- Predecessor: Yuny
- Successor: Paser II
- Dynasty: 19th Dynasty
- Pharaoh: Ramesses II

= Heqanakht =

Ancient Egyptian official, Viceroy of Kush

Heqanakht was Viceroy of Kush during the reign of Ramesses II. His titles include: King's son of Kush, overseer of the Southern Lands, Fan-bearer on the Right Side of the King, Messenger to every land, Hereditary prince, royal sealbearer.

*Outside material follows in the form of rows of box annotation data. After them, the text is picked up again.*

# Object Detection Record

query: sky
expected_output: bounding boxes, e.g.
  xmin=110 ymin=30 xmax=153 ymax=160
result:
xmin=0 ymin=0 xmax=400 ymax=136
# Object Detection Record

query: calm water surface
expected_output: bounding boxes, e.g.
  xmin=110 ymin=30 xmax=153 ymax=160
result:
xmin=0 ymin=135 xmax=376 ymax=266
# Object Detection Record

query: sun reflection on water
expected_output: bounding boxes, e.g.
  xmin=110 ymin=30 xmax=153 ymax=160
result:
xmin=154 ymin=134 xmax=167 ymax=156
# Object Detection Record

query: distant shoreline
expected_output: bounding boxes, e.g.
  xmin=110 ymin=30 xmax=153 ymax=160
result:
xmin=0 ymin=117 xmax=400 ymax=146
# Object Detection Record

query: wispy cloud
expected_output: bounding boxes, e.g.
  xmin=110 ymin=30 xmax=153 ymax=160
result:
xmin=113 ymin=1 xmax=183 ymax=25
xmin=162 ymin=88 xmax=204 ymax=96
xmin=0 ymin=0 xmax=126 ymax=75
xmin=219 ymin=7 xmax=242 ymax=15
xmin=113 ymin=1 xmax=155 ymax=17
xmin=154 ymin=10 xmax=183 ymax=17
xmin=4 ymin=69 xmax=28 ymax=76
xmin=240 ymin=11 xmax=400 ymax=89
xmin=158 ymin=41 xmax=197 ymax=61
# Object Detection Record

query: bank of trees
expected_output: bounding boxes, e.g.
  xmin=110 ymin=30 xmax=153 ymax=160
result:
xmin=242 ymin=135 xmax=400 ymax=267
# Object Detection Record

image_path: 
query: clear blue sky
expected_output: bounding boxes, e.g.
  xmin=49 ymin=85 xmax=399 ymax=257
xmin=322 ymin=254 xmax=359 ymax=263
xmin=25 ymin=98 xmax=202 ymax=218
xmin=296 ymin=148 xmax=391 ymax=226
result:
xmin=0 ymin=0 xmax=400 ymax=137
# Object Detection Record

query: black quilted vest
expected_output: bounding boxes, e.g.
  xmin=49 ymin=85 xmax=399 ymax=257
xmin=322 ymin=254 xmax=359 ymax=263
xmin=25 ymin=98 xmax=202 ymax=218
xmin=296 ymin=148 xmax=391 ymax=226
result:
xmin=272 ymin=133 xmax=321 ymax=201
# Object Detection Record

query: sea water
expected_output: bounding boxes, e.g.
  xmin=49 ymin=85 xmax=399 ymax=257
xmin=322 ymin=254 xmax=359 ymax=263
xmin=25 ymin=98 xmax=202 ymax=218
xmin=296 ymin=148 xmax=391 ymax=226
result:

Heqanakht is attested in several locations:
1. Graffiti in Aswan – Heqanakht is shown adoring a cartouche of Ramesses II
2. A squatting statue from Quban – The base is inscribed with hetep di nesu offerings from the King to Atum and Osiris.
3. A reused block from Quban is inscribed with Heqanakht's name
4. In the temple at Amada Heqanakht is shown praising Re-Harakhti
5. In a rock stela from Abu Simbel Heqanakht is shown adoring Queen Nefertari before offerings. The stela also depicts Ramesses II with the King's Daughter Meritamen
6. In Aksha the name of Heqanakht appears on a lintel from a building
7. In a stela from Serra Peniuy, chief of Tehkhet mentions a gift from Heqanakht
8. In Amarah Heqanakht is shown adoring Ramesses II
9. In Abri Heqanakht is shown giving praise to the Pharaoh on a lintel.